I had no idea where all this was leading, though I like to think that even then I felt something tugging below the surface, the way a fisherman feels vibrations on a taut line and wonders whether something’s biting or it’s just the weight brushing at the bottom.

The simple aimlessness of it made me feel like a kid again. Back then, I was always out, had to be out, couldn’t bear not being out. Home from school, I shed books and disappeared, the parental refrain of “be home in time for dinner” trailing behind me.

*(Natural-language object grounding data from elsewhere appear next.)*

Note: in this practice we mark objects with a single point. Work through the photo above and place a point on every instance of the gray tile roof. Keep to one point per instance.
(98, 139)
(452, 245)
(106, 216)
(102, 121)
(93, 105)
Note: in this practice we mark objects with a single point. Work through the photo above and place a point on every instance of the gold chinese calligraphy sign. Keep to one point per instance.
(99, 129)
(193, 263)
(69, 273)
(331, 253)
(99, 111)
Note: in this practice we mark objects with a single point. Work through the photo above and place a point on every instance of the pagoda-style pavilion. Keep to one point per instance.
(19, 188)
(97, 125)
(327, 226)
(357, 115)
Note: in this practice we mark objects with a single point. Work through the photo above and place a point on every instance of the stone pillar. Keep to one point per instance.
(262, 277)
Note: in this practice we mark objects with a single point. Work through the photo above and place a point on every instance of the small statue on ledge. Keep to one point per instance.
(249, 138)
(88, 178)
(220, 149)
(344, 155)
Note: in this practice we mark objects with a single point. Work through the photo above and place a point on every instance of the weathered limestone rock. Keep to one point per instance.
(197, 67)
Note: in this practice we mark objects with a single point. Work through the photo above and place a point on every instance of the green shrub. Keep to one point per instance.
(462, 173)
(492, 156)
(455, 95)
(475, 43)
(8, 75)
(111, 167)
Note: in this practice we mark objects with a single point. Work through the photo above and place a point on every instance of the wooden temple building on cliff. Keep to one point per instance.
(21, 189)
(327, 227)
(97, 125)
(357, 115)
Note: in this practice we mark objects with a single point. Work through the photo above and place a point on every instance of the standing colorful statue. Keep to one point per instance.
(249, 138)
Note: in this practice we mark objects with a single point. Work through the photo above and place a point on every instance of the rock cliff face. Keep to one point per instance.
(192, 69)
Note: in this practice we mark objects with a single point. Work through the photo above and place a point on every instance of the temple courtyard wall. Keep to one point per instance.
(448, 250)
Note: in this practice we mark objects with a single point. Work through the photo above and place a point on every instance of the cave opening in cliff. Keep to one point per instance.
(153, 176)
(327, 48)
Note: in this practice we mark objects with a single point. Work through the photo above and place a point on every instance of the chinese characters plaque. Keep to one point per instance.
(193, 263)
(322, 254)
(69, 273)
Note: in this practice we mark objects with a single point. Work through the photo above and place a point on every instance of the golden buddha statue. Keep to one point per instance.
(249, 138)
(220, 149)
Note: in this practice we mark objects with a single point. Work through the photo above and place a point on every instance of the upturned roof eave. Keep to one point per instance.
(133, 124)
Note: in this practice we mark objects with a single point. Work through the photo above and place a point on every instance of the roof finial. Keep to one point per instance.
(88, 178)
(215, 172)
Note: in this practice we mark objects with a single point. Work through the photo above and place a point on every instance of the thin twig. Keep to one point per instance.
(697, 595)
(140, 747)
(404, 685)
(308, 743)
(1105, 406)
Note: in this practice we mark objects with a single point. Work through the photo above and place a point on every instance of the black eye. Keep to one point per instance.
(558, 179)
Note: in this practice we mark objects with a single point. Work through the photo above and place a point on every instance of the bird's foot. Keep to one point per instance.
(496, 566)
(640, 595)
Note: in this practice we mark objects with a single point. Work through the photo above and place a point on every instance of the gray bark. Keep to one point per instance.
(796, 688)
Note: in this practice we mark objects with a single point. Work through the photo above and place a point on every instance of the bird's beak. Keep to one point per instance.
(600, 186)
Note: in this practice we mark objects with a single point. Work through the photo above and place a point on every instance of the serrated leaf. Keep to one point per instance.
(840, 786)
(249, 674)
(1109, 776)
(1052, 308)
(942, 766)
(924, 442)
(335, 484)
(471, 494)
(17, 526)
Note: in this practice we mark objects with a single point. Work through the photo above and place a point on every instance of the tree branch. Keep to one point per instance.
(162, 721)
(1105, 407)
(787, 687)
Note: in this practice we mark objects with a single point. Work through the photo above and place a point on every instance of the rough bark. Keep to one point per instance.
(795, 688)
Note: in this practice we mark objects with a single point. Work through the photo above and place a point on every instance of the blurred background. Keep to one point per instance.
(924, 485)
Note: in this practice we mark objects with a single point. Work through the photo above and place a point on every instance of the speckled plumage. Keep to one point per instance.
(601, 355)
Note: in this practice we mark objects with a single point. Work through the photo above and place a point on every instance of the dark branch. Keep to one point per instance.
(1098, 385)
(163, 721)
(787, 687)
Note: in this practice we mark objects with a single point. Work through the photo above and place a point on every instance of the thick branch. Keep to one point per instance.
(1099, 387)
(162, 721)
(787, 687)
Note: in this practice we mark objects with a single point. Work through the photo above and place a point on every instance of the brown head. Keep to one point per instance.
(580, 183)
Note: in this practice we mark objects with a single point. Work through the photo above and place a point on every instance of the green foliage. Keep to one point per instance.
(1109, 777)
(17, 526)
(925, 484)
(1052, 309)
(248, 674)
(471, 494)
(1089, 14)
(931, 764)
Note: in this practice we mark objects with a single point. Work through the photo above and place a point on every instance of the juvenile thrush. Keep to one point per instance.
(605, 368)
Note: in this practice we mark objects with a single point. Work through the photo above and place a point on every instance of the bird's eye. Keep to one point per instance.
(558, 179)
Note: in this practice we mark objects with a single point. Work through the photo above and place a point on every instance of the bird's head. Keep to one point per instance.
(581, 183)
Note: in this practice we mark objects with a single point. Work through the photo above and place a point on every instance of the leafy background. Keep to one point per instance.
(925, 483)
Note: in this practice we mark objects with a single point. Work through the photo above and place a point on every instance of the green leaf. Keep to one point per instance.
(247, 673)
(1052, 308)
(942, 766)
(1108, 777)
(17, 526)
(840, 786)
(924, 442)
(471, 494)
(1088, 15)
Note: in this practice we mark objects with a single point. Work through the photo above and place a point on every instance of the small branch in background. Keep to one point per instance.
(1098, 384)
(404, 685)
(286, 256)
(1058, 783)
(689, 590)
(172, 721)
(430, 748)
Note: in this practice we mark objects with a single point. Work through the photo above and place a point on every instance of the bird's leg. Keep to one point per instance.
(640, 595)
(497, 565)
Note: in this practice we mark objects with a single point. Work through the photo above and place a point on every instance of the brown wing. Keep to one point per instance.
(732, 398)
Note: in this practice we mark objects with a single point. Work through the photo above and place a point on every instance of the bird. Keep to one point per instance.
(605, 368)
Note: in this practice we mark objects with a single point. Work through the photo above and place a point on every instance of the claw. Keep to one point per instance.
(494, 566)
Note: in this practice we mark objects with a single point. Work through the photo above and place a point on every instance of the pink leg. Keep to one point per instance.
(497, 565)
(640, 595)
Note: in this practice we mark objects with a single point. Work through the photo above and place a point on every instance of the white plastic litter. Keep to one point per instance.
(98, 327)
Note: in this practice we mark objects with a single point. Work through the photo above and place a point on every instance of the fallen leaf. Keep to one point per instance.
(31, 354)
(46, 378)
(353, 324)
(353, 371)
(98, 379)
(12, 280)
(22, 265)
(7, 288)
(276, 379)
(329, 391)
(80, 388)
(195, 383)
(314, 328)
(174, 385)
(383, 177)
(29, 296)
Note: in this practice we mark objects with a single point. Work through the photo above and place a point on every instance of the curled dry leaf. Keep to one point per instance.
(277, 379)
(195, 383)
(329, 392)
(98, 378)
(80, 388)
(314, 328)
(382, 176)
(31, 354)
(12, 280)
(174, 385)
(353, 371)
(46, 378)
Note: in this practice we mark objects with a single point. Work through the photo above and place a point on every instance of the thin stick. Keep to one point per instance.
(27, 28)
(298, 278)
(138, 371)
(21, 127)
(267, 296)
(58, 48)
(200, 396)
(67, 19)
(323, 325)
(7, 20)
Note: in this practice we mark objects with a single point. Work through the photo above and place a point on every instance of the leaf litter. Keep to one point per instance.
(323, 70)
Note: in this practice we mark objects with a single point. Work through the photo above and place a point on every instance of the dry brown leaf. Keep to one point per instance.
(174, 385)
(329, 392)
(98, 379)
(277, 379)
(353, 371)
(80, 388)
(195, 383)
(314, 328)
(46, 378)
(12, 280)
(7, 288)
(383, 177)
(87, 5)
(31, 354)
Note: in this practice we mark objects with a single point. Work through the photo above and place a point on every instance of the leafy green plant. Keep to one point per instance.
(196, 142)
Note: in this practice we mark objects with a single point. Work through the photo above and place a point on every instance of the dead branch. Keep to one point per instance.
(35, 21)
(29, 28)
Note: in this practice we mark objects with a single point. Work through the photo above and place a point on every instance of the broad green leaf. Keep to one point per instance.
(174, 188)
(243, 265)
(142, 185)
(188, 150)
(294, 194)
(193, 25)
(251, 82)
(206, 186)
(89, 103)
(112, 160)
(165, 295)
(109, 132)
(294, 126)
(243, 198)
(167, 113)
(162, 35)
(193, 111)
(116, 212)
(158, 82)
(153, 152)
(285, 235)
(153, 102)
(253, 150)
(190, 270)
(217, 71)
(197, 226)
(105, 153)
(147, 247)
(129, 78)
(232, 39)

Pete, with his boundless enthusiasm for the outside world, was like the reincarnation of that juvenile self. We’d hit the sidewalk and, like two kids with nothing special to do, spend a half hour meandering about. We were suburban vagabonds. In the mornings, with the whole world rushing to get somewhere, there was something almost subversive about roaming around with a companion who had no responsibilities.

And every once in a while, there’d be a night when the simple act of going away from the house and not coming back was like a scene from It’s a Wonderful Life. I remember one snowy night. This was one of those times when I really didn’t want to go out with the dog. There had been a party, I was a little tipsy, the house was warm, my bed beckoned. I had practically forgotten that we had a dog until I heard Pete’s desperate reminder, a single yip, issued from the direction of the front door.

I felt put upon. What was the story with this animal, this beast with its primitive needs? How could it continually rely on me to provide this escort service? Was it my fault that dogs hadn’t kept up with their evolutionary development? Where did this sense of entitlement come from? Was there a clause in some ancient contract between people and dogs?